Tokenomics and Fee Structure

The Cambi protocol operates with a straightforward fee structure designed to ensure sustainability while aligning incentives with users. Unlike complex DeFi protocols with multiple tokens and convoluted mechanics, our economics are simple: we take a share of the yield we generate for users.

The primary revenue comes from a 10% performance fee on yields above the base rate. If a vault generates 15% annually against a 5% base rate (Bitcoin lending yield), Cambi takes 10% of the 10% excess, or 1% of the total. This ensures users always receive competitive yields while funding protocol development and security. Additionally, a 1% annual management fee covers operational costs including RWA analysis, portfolio rebalancing, and smart contract maintenance.

Early withdrawal penalties of 2% discourage short-term speculation while rewarding committed users – these penalties are redistributed to remaining vault participants, creating an incentive for longer-term thinking. The protocol treasury, funded by these fees, serves multiple purposes: providing buffer capital for RWA investments, covering gas costs for rebalancing operations, funding security audits and development, and eventually distributing profits to $CMB token holders.

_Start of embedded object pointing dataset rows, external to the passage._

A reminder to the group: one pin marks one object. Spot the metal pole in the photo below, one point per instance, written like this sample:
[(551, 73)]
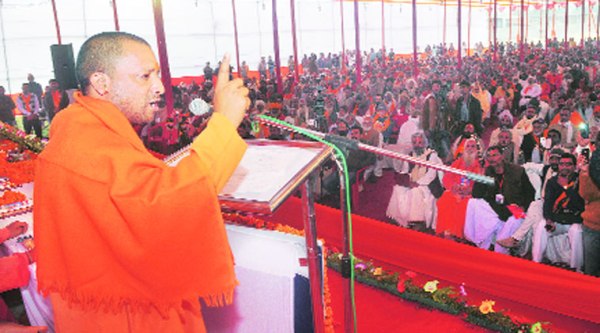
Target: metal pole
[(546, 33), (162, 54), (56, 24), (510, 21), (115, 15), (349, 320), (343, 39), (469, 31), (4, 47), (415, 56), (459, 25), (294, 40), (389, 153), (383, 27), (495, 30), (521, 46), (276, 47), (235, 38), (566, 23), (444, 29), (357, 36), (314, 255), (582, 23)]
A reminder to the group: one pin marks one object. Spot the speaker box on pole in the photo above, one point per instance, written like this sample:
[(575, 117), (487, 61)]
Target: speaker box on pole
[(64, 65)]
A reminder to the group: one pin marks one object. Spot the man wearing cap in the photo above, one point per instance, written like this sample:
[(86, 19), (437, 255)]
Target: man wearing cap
[(539, 174), (468, 110), (523, 129), (568, 130)]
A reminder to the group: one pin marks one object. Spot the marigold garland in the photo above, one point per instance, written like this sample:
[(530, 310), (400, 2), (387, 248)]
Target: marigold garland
[(432, 296), (10, 197)]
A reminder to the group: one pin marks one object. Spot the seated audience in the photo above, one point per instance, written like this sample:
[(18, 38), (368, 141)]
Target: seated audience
[(589, 189), (452, 205), (562, 212), (496, 211), (414, 205)]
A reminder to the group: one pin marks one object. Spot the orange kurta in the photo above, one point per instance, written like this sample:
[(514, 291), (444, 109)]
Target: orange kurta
[(452, 207), (124, 240)]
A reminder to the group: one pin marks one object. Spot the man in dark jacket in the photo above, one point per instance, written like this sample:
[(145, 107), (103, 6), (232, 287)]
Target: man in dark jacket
[(562, 213), (497, 210), (468, 110)]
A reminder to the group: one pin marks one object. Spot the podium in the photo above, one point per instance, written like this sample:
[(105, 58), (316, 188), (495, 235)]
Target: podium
[(268, 174)]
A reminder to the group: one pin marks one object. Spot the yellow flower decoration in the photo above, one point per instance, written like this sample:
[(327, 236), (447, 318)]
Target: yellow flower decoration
[(486, 307), (536, 328), (431, 286)]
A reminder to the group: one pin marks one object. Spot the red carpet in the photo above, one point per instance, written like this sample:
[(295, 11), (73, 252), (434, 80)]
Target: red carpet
[(531, 291), (382, 312)]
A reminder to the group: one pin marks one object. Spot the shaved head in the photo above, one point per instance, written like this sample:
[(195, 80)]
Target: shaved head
[(98, 54)]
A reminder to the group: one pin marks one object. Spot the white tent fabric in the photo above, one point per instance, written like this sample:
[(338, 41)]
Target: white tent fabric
[(198, 31)]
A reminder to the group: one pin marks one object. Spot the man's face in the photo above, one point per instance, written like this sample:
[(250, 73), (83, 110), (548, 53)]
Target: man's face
[(355, 134), (505, 122), (135, 85), (565, 115), (470, 147), (418, 144), (553, 162), (504, 139), (530, 113), (465, 90), (554, 137), (566, 167), (469, 130)]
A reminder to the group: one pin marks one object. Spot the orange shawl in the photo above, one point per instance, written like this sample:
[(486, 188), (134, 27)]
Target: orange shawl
[(116, 228)]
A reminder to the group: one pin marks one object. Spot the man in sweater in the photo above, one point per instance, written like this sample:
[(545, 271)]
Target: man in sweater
[(562, 212)]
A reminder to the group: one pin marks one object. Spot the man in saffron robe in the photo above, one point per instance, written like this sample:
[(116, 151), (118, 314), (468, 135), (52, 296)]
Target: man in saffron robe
[(452, 205), (126, 243)]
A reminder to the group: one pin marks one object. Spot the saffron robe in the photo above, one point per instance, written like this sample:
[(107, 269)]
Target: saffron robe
[(125, 241)]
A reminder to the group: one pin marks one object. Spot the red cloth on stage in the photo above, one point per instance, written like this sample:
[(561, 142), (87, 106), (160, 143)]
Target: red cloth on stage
[(542, 286), (452, 207), (119, 231)]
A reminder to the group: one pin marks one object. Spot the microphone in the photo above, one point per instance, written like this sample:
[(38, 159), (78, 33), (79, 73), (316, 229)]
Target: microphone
[(376, 150)]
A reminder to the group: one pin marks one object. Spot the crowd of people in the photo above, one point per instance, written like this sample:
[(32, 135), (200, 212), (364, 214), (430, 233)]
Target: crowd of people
[(530, 125)]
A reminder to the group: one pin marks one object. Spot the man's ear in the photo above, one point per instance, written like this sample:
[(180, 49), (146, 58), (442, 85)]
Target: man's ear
[(100, 85)]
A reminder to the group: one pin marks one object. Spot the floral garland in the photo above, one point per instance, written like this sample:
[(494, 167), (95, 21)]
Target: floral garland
[(254, 222), (21, 138), (11, 197), (430, 295)]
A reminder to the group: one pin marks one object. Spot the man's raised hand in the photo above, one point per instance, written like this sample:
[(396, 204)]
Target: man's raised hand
[(231, 97)]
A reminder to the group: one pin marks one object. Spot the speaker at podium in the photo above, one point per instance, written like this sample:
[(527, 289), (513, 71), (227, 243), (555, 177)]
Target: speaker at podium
[(274, 290)]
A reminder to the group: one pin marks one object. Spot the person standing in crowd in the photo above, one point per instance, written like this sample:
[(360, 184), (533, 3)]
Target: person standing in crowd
[(468, 110), (414, 205), (452, 205), (562, 212), (496, 211), (35, 87), (6, 109), (589, 189), (29, 106), (126, 243), (55, 99)]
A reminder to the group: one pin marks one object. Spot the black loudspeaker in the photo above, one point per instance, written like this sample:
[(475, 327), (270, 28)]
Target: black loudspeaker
[(64, 65)]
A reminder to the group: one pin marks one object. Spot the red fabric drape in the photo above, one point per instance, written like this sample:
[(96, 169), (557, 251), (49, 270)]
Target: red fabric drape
[(520, 280)]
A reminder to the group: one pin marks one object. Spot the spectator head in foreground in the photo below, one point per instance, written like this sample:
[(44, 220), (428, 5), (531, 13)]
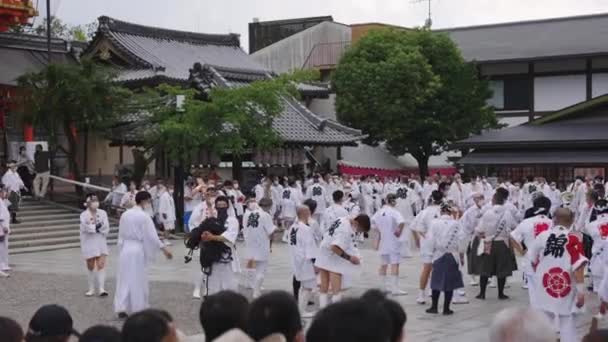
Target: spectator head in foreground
[(275, 313), (393, 309), (149, 326), (100, 333), (222, 312), (351, 320), (51, 323), (10, 331), (521, 324)]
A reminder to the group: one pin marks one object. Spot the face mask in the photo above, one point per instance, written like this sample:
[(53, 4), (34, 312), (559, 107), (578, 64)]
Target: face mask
[(222, 214)]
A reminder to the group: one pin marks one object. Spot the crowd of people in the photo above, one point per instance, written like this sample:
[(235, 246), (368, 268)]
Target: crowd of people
[(454, 223)]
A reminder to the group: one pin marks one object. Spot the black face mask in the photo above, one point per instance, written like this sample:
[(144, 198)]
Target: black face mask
[(222, 214)]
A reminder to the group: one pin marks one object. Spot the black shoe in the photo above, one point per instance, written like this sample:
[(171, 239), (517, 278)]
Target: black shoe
[(432, 310)]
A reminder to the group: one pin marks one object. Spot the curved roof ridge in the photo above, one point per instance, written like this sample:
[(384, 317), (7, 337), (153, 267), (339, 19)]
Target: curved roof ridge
[(111, 24)]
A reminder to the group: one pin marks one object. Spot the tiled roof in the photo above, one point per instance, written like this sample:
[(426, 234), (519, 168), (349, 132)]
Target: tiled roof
[(160, 53)]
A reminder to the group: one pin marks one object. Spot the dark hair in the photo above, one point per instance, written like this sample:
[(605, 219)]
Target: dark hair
[(100, 333), (542, 202), (223, 311), (393, 308), (436, 197), (364, 222), (10, 330), (337, 196), (503, 193), (145, 326), (351, 320), (274, 312), (311, 204), (142, 196)]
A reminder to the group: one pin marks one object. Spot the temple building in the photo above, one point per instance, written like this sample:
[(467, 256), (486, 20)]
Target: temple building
[(147, 56)]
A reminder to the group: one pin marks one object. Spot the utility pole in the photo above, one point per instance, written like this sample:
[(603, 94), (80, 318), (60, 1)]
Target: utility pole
[(48, 31)]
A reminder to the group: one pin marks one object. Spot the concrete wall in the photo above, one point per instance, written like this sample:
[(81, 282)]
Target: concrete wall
[(291, 53)]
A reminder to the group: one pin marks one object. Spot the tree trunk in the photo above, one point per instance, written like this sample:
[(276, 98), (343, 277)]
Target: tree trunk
[(423, 165), (72, 153)]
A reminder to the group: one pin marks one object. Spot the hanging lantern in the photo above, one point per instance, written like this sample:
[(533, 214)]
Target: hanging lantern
[(15, 13)]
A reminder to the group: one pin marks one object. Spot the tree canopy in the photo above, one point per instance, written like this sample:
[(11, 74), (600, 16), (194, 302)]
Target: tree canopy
[(227, 119), (411, 90), (63, 97)]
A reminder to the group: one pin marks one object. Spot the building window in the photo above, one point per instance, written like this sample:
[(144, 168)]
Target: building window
[(511, 93)]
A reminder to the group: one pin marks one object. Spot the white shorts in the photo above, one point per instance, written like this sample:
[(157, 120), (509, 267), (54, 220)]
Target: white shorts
[(390, 259)]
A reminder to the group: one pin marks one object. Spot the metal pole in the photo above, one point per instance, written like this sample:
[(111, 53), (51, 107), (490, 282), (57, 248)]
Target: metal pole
[(48, 30)]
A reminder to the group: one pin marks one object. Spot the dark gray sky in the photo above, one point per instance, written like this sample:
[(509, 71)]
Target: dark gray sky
[(222, 16)]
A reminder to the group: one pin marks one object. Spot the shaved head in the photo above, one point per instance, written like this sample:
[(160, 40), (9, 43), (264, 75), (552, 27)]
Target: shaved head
[(564, 217)]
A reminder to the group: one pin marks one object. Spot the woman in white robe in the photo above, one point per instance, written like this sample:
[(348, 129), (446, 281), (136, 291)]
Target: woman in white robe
[(5, 231), (138, 243), (94, 229)]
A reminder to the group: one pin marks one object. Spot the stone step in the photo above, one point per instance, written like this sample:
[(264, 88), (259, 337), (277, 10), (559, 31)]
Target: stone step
[(45, 211), (51, 241), (69, 233), (27, 223), (48, 248)]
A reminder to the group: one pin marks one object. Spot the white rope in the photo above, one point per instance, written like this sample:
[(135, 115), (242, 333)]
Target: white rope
[(85, 185)]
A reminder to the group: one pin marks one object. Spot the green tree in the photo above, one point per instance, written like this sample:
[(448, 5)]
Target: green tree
[(63, 97), (413, 91)]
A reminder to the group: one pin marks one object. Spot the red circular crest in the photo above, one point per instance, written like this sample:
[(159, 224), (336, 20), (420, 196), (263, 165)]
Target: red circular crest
[(557, 282)]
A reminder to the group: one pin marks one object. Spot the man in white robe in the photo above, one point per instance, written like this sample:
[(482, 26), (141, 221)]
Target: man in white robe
[(138, 244), (5, 231), (258, 228), (94, 229), (390, 225), (166, 213), (559, 263)]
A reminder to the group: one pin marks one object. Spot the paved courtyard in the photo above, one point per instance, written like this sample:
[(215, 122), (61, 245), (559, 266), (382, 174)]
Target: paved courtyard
[(59, 277)]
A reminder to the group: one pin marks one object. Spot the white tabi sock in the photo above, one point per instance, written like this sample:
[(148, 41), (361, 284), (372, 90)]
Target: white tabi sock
[(91, 280), (101, 280), (323, 300), (336, 298)]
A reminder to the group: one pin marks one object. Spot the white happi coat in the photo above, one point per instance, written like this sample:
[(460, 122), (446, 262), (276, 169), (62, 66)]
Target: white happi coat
[(258, 227), (556, 254), (342, 235), (93, 243), (138, 244), (12, 181), (5, 230), (387, 221), (331, 214), (166, 210), (290, 199), (303, 249), (317, 192), (446, 236), (201, 212), (598, 230), (527, 231)]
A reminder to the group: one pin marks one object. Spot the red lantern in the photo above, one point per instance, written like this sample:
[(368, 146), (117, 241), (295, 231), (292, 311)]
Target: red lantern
[(15, 13)]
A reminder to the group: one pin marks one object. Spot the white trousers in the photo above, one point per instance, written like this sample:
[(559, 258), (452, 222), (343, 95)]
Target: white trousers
[(41, 183), (566, 327), (222, 277), (132, 286), (4, 253)]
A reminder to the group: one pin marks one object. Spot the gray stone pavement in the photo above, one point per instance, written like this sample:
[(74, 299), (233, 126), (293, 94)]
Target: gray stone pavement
[(59, 277)]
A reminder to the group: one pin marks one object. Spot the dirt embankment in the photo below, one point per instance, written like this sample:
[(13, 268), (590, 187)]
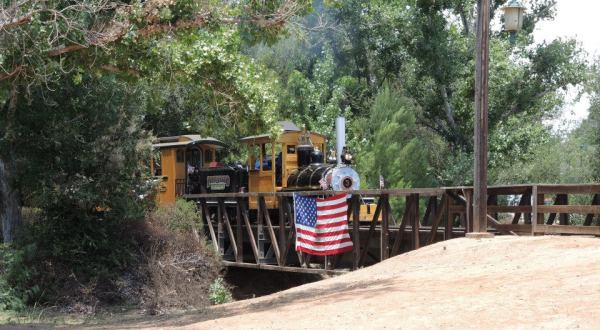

While we've kept the initial protocol design simple, the path to a $CMB governance token is clear. Token holders would gain rights to vote on vault parameters, approve new RWA categories, adjust fee structures, and receive a share of protocol revenues. However, we're intentionally delaying token launch until product-market fit is proven – too many protocols have failed by prioritizing token speculation over product development.

Governance Token Vision

The $CMB token represents ownership in the protocol's future, not just fee sharing. Beyond voting on parameters and receiving revenue distributions, $CMB holders will:

  • Direct treasury allocation across new RWA categories and geographic expansion

  • Curate vault strategies through expert committees incentivized by performance

  • Bootstrap new markets by staking $CMB to underwrite initial liquidity in new countries

  • Create meta-governance over partner protocols (Liqi, Etherfuse) as Cambi becomes their largest client

  • Enable permissionless vault creation where anyone can propose new strategies with $CMB stake

Long-term, $CMB becomes the index token for LatAm DeFi yields – as essential as MKR for stablecoins but focused on emerging market opportunities.